毎年、元旦早朝にパサデナ市で開催されるローズ・パレード。1890年に始まり、全米でテレビ放送もされる大規模な新年祝賀行事だ。パレードの後には全米大学フットボールのローズ・ボウルが開催される。世界各国から参加するマーチングバンドと馬術の行進、カラフルな生花で装飾された数多くのフロート車は圧巻だ。そのパレードに、2019年は日本庭園をモチーフにしたフロートが参加する。
生徒が再建した庭園
NPO団体シエラ・マドレ・ローズ・フロート協会は1917年に初めて同パレードに出場。2002年以降は毎年エントリーする常連だ。
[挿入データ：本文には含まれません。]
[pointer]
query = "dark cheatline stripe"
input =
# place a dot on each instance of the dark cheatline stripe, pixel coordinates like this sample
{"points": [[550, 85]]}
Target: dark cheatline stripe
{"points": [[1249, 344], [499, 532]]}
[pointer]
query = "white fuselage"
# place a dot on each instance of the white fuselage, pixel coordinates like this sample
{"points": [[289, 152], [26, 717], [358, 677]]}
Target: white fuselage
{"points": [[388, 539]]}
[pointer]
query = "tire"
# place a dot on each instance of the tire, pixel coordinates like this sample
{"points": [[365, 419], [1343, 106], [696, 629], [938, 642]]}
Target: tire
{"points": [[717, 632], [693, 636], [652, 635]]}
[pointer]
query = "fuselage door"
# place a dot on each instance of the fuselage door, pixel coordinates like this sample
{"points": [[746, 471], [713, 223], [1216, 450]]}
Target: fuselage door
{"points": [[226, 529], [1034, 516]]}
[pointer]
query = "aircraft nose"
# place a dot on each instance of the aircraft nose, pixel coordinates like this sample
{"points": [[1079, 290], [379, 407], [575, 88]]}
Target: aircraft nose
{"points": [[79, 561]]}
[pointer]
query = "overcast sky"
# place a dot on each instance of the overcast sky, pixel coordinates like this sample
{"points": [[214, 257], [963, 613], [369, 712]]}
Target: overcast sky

今回はシエラ・マドレ・エレメンタリースクールにある日本庭園をモデルにデザインされたフロートを製作している。この日本庭園は1931年に日系人在校生の移民一世であった親たちによって造られたが、真珠湾攻撃が起こった後に破壊され、そのまま放置されていたという。1995年に同校の6年生がこの庭園についての新聞記事を発見、庭園を復元しようと決心し、資金調達のために洗車やベイクセールなどを行った。この売り上げと寄付、そして日系人の庭師リュウ・ワタナベさんの協力を得て同年2月4日に再オープンにこぎつけた。
名称は『調和の庭園』
シエラ・マドレ・ローズ・フロート協会のメンバーは今年3月にこの日本庭園の存在を知り、それにちなんでフロートを『調和の庭園(Harmony’sGarden)』と名付けた。42× 18×26フィートの日本庭園上では、ロサンゼルス在住の琴奏者、鯨岡佐枝子さんが生演奏を披露し、同協会が毎年選出する3人のプリンセスが華を添える。フロートのデザインは公募され、協会の委員の投票で決定。それをローズ・パレードの実行委員会が審査し、承認されると春から製作が始まる。総製作費は約4万ドル。しかしこれらすべてが寄付で賄われ、製作に携わる人々も全員がボランティアだ。骨組みを造り、その上にボディを貼りつけていき、花をあしらう。材料は花や植物、ナッツといった自然のものを使用しなくてはならない。大変な労力と時間が費やされる作業だ。
最終ジャッジは12/31
鯨岡さんは「こういう機会をいただいて、この庭園を通じて、米国に住む日本人として長年やってきた日本の文化を披露できるのはとても光栄です。準備などはいろいろ大変ですが、この有名なパレードに一員として参加できることをうれしく思っています」と、意気込みを語る。12月31日には主催者によって最終ジャッジが行われ、パレードは1月1日の朝8時にスタートする。